Gueparda ignoró sus preguntas.
—¿Has dicho «mujeres»? —susurró ella. Su voz era como hojas secas en un árbol.
—Sí, eso he dicho. Estaba Juno.
—No me interesa Juno. Ya he oído bastante sobre ella…, demasiado.
—¿Ah, sí?
—Sí.
—Qué tonto —dijo Titus, haciendo una mueca de desprecio—. Debes de haber saqueado mi inconsciente. Con entrañas y todo. ¿Qué vas a hacer con un botín tan absurdo? ¿Hasta dónde te he contado? ¿Qué dije? ¿Cómo la violé en un lecho de perejil?
—¿A quién? —preguntó la hija del científico.
—A mi bisadama. La de los dientes afilados.
—Vaya. ¡No lo recuerdo!
—Tu cara es sorprendente. Pero equivale al desastre. Tomarte sería como tomar una bomba de relojería. Y no porque pretendas ser peligrosa. ¡Oh, no! Pero tus facciones llevan consigo su propio peligro. No puedes evitarlo, ni ellas tampoco.

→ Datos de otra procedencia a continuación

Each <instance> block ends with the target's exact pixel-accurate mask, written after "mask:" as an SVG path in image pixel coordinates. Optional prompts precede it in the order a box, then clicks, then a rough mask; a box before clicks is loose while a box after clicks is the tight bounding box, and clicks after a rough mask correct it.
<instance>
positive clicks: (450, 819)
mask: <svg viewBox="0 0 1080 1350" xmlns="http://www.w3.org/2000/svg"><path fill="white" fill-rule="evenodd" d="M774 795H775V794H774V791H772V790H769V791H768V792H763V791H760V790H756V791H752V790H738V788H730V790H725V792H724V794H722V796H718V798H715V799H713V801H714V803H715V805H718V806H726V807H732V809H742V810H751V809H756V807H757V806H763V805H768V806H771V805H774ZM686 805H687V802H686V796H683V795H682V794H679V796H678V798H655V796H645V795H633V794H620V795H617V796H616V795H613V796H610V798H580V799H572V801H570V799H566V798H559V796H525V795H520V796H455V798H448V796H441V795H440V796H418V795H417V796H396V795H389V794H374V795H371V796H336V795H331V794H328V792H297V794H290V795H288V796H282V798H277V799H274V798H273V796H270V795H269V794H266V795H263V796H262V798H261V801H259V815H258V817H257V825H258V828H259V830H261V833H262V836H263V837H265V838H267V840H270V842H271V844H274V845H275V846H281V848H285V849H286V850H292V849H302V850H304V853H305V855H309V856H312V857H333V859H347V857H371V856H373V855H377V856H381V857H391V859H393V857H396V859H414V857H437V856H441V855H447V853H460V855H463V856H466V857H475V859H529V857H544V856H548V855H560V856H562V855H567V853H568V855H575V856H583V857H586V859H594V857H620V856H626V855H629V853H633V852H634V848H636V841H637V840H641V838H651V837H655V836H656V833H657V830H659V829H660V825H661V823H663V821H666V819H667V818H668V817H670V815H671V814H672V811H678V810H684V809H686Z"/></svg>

Gueparda se quedó mirando a su interlocutor durante un buen rato. Finalmente, dijo:
—¿Qué es lo que causa que nos aislemos, Titus? Parece que haces lo posible por mermar nuestra amistad. Eres una persona difícil. Yo sería feliz hablando contigo durante horas, pero tú no me tomas en serio. Sé que no soy una gran conversadora. Pero una palabra de respuesta de vez en cuando no estaría de más. Lo único que parece interesarte es hacer el amor conmigo o mostrarte chistoso.
—Sé lo que intentas decirme —dijo Titus—. Lo sé muy bien.
—Entonces… ¿por qué…?
—Es demasiado complejo para explicarlo con palabras. Necesito crear una barrera entre los dos. Una barrera de estupidez. No puedo, no debo tomarme en serio esta tierra vuestra, una tierra de fábricas, ni a ti. Llevo aquí el tiempo suficiente para saber que este lugar no es para mí. Tu peculiar riqueza y tu belleza no me sirven de nada. No llevan a ningún sitio. Me hacen sentirme como un oso bailando en lo alto de una cuerda. Ah…, eres una joven extraña. Pasas tu tiempo conmigo, presumiendo de mí ante tu padre. Pero ¿por qué? ¿Por qué? Para escandalizarlos a él y sus amigos. Desdeñas a tus pretendientes uno a uno y les haces enloquecer. Y los celos se avivan como un fuerte hedor. ¿Qué tienes?